36 bienes al servicio de redes delincuenciales vinculadas al hurto de equipos móviles, fueron ocupados por la Fiscalía General de la Nación y la Policía Nacional, tras ser sellados y afectados con medidas administrativas por su actividad ilegal.

Según el ente investigador, “el material probatorio indicaría que los propietarios, ocupantes o personas que tomaron en arriendo estos inmuebles y establecimientos desconocieron todas las decisiones en su contra y continuaron con el ejercicio del negocio ilegal”.

Por estos hechos, la Dirección Especializada de Extinción del Derecho de Dominio impuso medidas cautelares contra los 36 bienes, avaluados en algo más de 8000 millones de pesos y ubicados en Bogotá, Medellín, Villavicencio, Manizales, Neiva, Pasto, Popayán, y en Palmira, Alcalá y Cerrito (Valle del Cauca).

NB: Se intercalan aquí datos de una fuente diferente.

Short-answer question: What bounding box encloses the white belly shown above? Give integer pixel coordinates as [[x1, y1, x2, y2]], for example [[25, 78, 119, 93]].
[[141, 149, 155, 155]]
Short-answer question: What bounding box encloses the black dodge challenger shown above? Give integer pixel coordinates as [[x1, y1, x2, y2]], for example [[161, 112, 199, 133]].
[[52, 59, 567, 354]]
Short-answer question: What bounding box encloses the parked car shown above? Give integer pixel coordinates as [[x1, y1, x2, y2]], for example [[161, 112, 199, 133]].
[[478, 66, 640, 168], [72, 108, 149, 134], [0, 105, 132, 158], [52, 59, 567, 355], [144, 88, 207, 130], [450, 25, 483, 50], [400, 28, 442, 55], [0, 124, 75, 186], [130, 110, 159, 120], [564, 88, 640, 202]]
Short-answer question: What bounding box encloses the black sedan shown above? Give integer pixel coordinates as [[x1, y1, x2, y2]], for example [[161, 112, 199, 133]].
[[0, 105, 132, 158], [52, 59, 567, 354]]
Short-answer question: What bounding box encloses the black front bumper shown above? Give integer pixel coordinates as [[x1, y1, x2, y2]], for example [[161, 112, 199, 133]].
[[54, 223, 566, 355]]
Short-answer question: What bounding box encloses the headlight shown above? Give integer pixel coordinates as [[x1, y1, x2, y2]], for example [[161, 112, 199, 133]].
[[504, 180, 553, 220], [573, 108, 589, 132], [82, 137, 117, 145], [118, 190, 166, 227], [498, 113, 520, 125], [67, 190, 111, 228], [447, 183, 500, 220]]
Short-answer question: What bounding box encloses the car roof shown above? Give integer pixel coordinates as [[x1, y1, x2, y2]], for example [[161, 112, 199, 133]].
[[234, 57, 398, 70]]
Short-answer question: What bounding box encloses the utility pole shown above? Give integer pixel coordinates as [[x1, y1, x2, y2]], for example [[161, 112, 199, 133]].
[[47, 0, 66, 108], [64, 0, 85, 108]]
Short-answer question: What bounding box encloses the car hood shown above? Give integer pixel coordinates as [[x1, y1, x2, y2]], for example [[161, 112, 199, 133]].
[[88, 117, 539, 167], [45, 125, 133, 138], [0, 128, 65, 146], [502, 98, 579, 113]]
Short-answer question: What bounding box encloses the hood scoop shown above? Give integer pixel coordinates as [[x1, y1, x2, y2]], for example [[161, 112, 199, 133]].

“Los dueños de los inmuebles habrían sido descuidados con las actividades que les impone la Constitución, toda vez que después de varios allanamientos practicados no tomaron medidas responsables al respecto y permitieron directa o indirectamente actividades ilícitas ampliamente conocidas por la comunidad”, indicó la Fiscalía.    

Los inmuebles y locales comerciales quedaron a disposición de la Sociedad de Activos Especiales (SAE) para su administración y así no podrán ser puestos al servicio de las estructuras delincuenciales que compran, modifican y venden teléfonos robados.